I consider it futile to protect plants, birds, bats and whatever other animal but not to protect the human right to speak and learn and practise one’s mother’s language. I also consider it wrong for people to come to this island and tell our hosts what they should speak and how they should live their lives.

I went to the Festival de Poesia de la Mediterrània last night, in Palma’s Teatre Principal. Thirteen poets recited some of their work there, plus Biel Mesquida, the organizer, himself also a poet and writer. If I counted correctly, there were ten languages spoken on stage: Mallorquín, Catalan, Castellano, Gallego, Maltese, English, Italian, Slovenian, Danish and Esperanto. Each and every one of these idioms is beautiful and valuable, is warm, human and dignified. The almost exclusively Mallorcan audience had no problem relating to any of the poets whatever their particular language.

If we don’t value people (and their culture, their souls, their dignity and their language) then there is no point in attaching values to the rare  Robust Orchid (Orchis robusta) or the Red Kite (Milvus milvus), or indeed any plant or any animal. In fact there would be no point, fullstop.

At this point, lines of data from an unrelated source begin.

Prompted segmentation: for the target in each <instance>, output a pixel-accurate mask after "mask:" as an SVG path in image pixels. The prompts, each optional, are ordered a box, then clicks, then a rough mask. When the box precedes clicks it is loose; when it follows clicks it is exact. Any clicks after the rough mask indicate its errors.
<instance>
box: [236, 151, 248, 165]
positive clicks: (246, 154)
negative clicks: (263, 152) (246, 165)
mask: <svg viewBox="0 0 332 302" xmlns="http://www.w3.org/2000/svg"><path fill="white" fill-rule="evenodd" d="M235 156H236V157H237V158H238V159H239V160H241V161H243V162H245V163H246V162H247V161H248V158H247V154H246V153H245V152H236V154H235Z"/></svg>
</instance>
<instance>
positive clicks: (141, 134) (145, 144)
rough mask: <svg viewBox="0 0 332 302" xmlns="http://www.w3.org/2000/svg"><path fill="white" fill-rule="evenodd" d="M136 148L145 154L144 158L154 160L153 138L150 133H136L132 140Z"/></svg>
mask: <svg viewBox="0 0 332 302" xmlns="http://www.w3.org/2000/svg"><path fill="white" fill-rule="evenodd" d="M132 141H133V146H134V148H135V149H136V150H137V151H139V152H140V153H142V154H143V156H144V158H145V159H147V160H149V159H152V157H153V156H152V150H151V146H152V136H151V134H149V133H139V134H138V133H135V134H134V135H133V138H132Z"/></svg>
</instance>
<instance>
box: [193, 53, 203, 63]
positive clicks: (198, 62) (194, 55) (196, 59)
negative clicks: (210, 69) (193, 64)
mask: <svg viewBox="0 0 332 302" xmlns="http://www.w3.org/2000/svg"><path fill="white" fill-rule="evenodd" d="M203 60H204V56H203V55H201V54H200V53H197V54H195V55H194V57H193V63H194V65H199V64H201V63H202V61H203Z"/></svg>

The photo was taken in Felanitx, Mallorca, Baleares, Spain. The date: March 22nd, 2009. The time was 12:26:31.

8 replies »

  1. What a great post about the language! I find difficult to understand Mallorquín and have only a few word to speak. (Bon dia, bona tarda, bona nit, perdoni, quant es.) The problem is; when you say something in Mallorquin people think you speak the language. And I don’t even speak more then a few sentences of Castellano. But I understand a lot more. I think language is interesting, but difficult to learn.

    Have a nice weekend!

  2. Beautifully said. I did not visit Mallorca long enough to observe language subtleties. However, I’m now living in Hawaii where the people have so many of the same issues of which you speak. The native language was driven underground and an alien culture superimposed on what was already there, then everything was mixed up with the arrival of more and more foreigners, the languages and cultures of many of them also marginalized. It’s made for a very fraught identity nowadays.

  3. So you have been living there for 22 years and yet have not realized that Catalan and Mallorcan is the. same language?.

    • If only things were as simple as you make it out to be, Albert, there would be no need for the Diccionario Alcover Moll to be published in 10 volumes, the Diccionari català-valencià-balear. There are hundreds of words spoken in Mallorca which are unknown in Catalan, and hundreds of words spoken in Catalan which do not exist in Mallorquin. You might argue that the language spoken in the Illes Balears or in Valencia are mere dialects of Catalan, and throw in the Occitan vernacular for good measure. I happen to disagree but then I am not on a colonialist trip. May I point out that Catalan was considered a dialect of Spanish (Castilian) in 1939; surely even you must agree that this is an uneducated statement. But everybody is entitled to their own opinion.

    • Not true. Although the grammar is very similar, there are very many words, – includind yhe word “speak” for example, that are entirely different. The same thing applies to Eivissa by the way.

  4. Excellent post and point well made by Mallorcaphotoblog. It seems clear to me that the biggest threat to the continued existence of Mallorquín at the current time is not Castellano but Catalan ….

  5. A small comment…
    Mallorca was all up for Franco from day one of the Civil War. Very much different from Formentera and Menorca… Só in a way the castellano loving dictator was here on invitation. I will start to learn mallorquin myself now to show some respect, but the history can’t be changed.